Su propia crueldad la sorprendió. ¿Siempre había sido una negociante tan severa o solo reaccionaba así por la sangre fría del muchacho?

–De acuerdo –dijo él, con los dientes apretados–. Pero no te permitiré entrar sin un acuerdo de no agresión. Coloca una gota de tu sangre en el domo.

Un chico que practicaba magia de sangre; ella se estremeció3. Un acuerdo de no agresión no era tan aterrador como un juramento de sangre, pero aun así, toda la magia de sangre era poderosa y peligrosa; uno debía abordarla con una cautela extrema.

–Solo si es recíproco.

–Tú primero –dijo él.

Ella extrajo un juego de herramientas compactas que había visto en su bolso, pinchó su dedo con una pica delgada y tocó el domo.

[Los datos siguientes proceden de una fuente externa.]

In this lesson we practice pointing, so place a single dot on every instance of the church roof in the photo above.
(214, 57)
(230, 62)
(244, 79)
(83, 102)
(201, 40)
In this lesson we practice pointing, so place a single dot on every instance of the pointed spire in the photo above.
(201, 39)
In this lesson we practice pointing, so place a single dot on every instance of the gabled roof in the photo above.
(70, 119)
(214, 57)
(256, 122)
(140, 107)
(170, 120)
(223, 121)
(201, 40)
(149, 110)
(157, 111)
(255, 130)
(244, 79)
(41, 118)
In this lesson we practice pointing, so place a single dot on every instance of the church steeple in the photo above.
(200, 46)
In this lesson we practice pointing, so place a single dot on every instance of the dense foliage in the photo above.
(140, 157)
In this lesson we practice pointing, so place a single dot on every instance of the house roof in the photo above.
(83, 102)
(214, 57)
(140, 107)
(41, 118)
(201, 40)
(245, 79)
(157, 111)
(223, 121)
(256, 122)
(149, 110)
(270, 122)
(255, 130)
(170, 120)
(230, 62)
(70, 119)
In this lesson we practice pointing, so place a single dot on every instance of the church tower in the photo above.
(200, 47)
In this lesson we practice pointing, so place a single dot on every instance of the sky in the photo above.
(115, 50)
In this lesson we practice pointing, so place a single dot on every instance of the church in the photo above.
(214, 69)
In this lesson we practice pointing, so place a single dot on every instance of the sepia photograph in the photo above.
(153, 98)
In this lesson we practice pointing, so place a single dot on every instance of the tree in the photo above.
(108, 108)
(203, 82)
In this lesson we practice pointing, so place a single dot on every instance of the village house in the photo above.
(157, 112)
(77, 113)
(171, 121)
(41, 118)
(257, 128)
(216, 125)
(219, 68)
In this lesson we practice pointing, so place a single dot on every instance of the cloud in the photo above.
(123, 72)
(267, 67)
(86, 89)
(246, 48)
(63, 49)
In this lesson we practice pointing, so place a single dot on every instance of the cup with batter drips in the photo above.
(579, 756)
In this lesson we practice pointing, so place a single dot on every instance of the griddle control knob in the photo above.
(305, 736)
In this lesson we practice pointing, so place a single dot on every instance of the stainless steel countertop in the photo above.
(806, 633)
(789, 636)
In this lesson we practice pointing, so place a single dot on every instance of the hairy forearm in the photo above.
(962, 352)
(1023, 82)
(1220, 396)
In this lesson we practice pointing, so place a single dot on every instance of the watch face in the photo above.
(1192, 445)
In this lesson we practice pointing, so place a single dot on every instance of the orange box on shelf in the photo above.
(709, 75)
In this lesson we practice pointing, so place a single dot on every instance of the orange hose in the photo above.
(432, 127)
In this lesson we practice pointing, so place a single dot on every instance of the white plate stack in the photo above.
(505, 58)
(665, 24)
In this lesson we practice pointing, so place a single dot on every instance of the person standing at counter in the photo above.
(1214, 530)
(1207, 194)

Era como tocar la parte superior de una medusa gigante: frío y suave, pero resistente.

El chico hizo una mueca. Ella creyó que se debía a su reticencia, hasta que notó que era a causa del dolor que le provocó moverse para extraer una navaja de su chaqueta. Él extrajo una gota de sangre y la envió hacia el domo, el cual la absorbió como el suelo sediento lo haría con el agua.

Cuando se dio cuenta, estaba hundida en el domo hasta el codo. Retiró su brazo, sorprendida.

–Apresúrate –dijo el chico.

El domo se sentía levemente pegajoso contra su piel mientras lo atravesaba. Cuando tomó asiento junto al chico, obligó a la arena a alzarse y cubrir el domo, y no se detuvo hasta que el interior se sumió en la más profunda oscuridad.

Treinta segundos después, se oyó el golpe seco y suave de los carros blindados aterrizando cerca.

Parecería que Atlantis sabía exactamente dónde encontrarlos.